Mais la Chine n’est pas en reste. Les marques chinoises sont passées de onze pour pour cent de la valeur du Top 100 en 2011 à quatorze pour cent aujourd’hui. Pinduoduo, Meituan, Moutai et TikTok font partie, avec Tesla, des cinq marques du classement qui ont plus que doublé leur valeur en 2020. Les marques européennes, en revanche, ne représentent plus que huit pour cent du total contre vingt pour cent en 2011. La première marque européenne de l’édition 2021 est Louis Vuitton, avec 76 milliards de dollars, en 21e position. Comme les autres fleurons du luxe français, Chanel (40) et Hermès (43), elle est une rescapée de « l’ancien monde ».
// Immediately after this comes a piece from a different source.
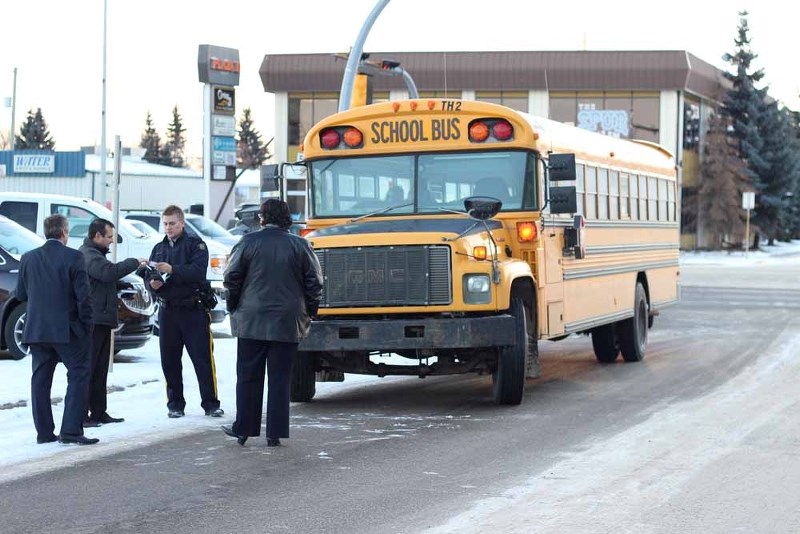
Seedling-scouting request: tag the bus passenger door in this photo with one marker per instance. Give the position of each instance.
(551, 280)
Car ce sont aujourd’hui les acteurs du digital qui mènent la danse. De plus, ils ont particulièrement bien profité de la situation pandémique. Les sept premiers du classement sont tous issus de la tech’ et les dix premières marques technologiques pèsent au total 3 300 milliards de dollars, soit 46,5 pour cent du total du Top 100, contre 800 milliards en 2011. Amazon affiche la valeur la plus importante, avec près de 684 milliards de dollars - plus que le PIB de la Pologne - en hausse de 64 pour cent en un an ! Celle d’Apple, qui dépasse aussi les 600 milliards, a crû davantage (74 pour cent) mais la firme de Cupertino reste à la deuxième place mondiale. Google monte sur le podium à la place de Microsoft.
La prévalence des marques de la tech’ n’est pas nouvelle mais elle s’est accentuée avec la pandémie, en raison de l’usage intensif qui a été fait des nouvelles technologies pendant les confinements : ainsi Zoom fait son entrée au classement en apparaissant d’emblée à la 52e place avec 36,9 milliards de dollars. Pour les mêmes raisons les dix premières marques du secteur « Média et Divertissement » ont vu leur valeur augmenter de moitié, soit davantage que les vingt premières du secteur de la distribution. Et la diminution des contraintes vestimentaires liée au télétravail a valu une forte progression à des marques comme Adidas, Nike, Puma et Lululemon, « qui offrent des vêtements hybrides entre sport et ville » selon Kantar.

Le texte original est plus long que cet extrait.